ABGA ammended their policy last October. They will now register kids born to ABGA registered does if sire is not registered. The buck has to be registered if the doe is not. Either way, they would be 50%. On the ABGA site, there is a breakdown of what percent the kid is depending on what percent the parents are. Bucks must be 97% or 98% to be registered I believe.


----------



## loggyacreslivestock (Mar 5, 2013)

Go to ABGA.org, click the registration tab, then click percentages. This shows what choices you have.


----------



## Hick22145 (Oct 11, 2013)

So the way I see it is if a buck is say 98% and I breed him to a non registered doe I can not register the doelings? Correct


----------



## Jessica84 (Oct 27, 2011)

No they can be 50%.... I was looking at a little 97% buck last year but have a lot of commercial does. I called and the lady said basically if the buck is registered his kids can be too even if bred to a none registered doe. 

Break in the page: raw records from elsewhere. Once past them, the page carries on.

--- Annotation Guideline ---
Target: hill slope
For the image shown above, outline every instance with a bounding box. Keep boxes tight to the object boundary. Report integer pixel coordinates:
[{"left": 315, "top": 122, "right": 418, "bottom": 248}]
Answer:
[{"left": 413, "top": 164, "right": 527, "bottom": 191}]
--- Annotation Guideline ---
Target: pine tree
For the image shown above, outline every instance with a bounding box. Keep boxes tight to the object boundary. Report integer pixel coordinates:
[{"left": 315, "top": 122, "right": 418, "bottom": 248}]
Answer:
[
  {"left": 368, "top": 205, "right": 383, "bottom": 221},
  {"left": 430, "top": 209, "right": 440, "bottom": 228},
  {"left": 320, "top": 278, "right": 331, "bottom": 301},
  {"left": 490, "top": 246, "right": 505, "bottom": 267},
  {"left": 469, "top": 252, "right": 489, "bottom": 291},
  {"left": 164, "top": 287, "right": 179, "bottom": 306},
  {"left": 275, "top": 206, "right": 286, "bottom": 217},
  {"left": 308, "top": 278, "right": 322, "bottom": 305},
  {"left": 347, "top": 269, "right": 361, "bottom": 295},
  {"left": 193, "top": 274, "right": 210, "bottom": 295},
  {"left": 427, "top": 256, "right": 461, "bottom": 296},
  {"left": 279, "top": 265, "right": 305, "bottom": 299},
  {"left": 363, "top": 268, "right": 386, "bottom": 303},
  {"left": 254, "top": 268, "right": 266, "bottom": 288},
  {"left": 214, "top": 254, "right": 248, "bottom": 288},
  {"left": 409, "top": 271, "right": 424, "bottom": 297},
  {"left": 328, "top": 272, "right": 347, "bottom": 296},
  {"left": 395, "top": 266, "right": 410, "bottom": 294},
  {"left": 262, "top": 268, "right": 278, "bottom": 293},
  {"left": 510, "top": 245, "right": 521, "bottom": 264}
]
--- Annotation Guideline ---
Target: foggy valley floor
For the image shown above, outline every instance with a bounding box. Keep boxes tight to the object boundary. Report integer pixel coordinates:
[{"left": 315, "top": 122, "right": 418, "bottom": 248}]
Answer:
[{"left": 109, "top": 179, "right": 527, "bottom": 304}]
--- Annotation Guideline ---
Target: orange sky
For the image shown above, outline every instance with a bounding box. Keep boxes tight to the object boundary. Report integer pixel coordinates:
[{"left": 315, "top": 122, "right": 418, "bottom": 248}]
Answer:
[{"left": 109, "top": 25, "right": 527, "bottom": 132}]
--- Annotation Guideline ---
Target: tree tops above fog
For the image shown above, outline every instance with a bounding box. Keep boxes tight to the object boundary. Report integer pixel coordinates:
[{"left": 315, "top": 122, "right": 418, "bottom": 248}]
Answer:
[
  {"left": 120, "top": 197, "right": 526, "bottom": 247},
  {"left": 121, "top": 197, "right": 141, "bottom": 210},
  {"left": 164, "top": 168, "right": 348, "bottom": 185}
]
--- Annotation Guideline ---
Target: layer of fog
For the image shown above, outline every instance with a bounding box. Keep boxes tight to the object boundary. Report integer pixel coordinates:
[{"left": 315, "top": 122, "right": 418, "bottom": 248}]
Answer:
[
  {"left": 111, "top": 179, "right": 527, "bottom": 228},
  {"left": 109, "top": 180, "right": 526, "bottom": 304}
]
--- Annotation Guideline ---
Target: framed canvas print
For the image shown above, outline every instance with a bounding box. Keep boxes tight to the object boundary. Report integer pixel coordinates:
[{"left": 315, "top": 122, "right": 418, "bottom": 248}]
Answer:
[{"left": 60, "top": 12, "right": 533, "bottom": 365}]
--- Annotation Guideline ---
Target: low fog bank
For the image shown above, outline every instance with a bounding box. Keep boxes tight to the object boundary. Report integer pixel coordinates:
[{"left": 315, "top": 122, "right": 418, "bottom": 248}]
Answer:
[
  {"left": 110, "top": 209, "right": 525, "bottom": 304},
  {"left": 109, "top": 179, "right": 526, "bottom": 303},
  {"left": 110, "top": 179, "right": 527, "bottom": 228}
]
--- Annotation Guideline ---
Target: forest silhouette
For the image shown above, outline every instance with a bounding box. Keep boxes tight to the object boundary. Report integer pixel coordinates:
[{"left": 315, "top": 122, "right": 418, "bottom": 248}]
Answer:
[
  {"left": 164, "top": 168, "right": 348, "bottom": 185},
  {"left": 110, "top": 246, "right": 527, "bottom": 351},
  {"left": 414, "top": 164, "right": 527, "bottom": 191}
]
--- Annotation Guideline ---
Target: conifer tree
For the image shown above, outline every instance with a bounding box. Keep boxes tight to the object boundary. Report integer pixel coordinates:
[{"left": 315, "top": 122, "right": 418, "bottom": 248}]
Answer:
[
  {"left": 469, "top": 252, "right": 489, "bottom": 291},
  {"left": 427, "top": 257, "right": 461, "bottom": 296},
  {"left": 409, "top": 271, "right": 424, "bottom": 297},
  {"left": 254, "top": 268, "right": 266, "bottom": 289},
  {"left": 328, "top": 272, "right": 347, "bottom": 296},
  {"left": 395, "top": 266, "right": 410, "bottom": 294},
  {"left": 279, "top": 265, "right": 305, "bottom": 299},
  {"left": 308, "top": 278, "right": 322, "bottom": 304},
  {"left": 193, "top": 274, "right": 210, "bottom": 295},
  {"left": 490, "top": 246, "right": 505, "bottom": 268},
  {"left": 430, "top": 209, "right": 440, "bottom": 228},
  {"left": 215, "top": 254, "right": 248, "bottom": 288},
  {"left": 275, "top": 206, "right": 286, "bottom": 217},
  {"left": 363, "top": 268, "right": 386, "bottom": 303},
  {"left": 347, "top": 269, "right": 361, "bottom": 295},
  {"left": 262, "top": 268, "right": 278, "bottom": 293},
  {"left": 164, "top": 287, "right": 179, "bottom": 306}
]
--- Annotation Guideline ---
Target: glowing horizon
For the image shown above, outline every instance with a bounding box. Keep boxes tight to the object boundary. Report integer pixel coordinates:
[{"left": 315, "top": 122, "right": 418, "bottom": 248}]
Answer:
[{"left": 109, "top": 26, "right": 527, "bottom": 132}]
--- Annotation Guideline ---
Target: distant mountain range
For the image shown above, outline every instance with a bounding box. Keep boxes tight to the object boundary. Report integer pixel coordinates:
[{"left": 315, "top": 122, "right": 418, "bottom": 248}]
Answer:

Sent from my iPhone using Goat Forum


----------



## JT3 (May 1, 2011)

It would obviously be a % kid. 

Would not be purebred or fullblood, but still can be registered as a %


----------



## Wild Hearts Ranch (Dec 26, 2011)

Purebreds (97% or better, for bucks) are considered to be the same as fullbloods for breeding purposes. So even though half of that would *technically* be less than 50%, they would be registered as 50%. You need to have at least one parent that is fullblood or purebred, since they won't accept percentage bucks. You can have a fullblood/purebred buck with a grade or percentage doe, or a fullblood/purebred doe with a grade buck. Any other combo is not eligible for registration.


----------



## Hick22145 (Oct 11, 2013)

Thank you guys that's what I wanted to know! I found a very nice buck in my price range after looking for along time but he is a purebred. I have a awesome doe that is 100% but is not registered. I want to make sure that I can register her offspring at least the feminine ones. Thanks again for the help


----------



## toth boer goats (Jul 20, 2008)

Very good advice given.


----------



## JT3 (May 1, 2011)

You actually CAN register % bucks now...a very controversial move by the ABGA.


----------



## Wild Hearts Ranch (Dec 26, 2011)

I was just reading the website and didn't see anything about it.


----------



## chelsboers (Mar 25, 2010)

It's my understanding that only Purebred and Fullblood bucks can be registered. Anything lower can get a "Record of Pedigree". As far as registration, the new rule is as long as the doe is Fullblood or Purebred she can be bred to a commercial buck and the doe kids can be registered 50%.


----------



## Jessica84 (Oct 27, 2011)

chelsboers said:


> It's my understanding that only Purebred and Fullblood bucks can be registered. Anything lower can get a "Record of Pedigree". As far as registration, the new rule is as long as the doe is Fullblood or Purebred she can be bred to a commercial buck and the doe kids can be registered 50%.


That's what I got out of it too

Sent from my iPhone using Goat Forum


----------



## Wild Hearts Ranch (Dec 26, 2011)

That was what I got from the website. So they previously only allowed registered bucks even if the doe was fullblood or purebred, and only registered percentage does if the dam was grade?


----------



## chelsboers (Mar 25, 2010)

Wild Hearts Ranch said:


> That was what I got from the website. So they previously only allowed registered bucks even if the doe was fullblood or purebred, and only registered percentage does if the dam was grade?


Before the buck had to be Purebred or Fullblood in order to register kids, it didn't matter that the doe was Purebred or Fullblood. If the buck wasn't registered the kids couldn't be. Now as long as one parent is Purebred or Fullblood the doe kids can be registered.


----------



## Wild Hearts Ranch (Dec 26, 2011)

That's what I was getting at, I just did a poor job of explaining it


----------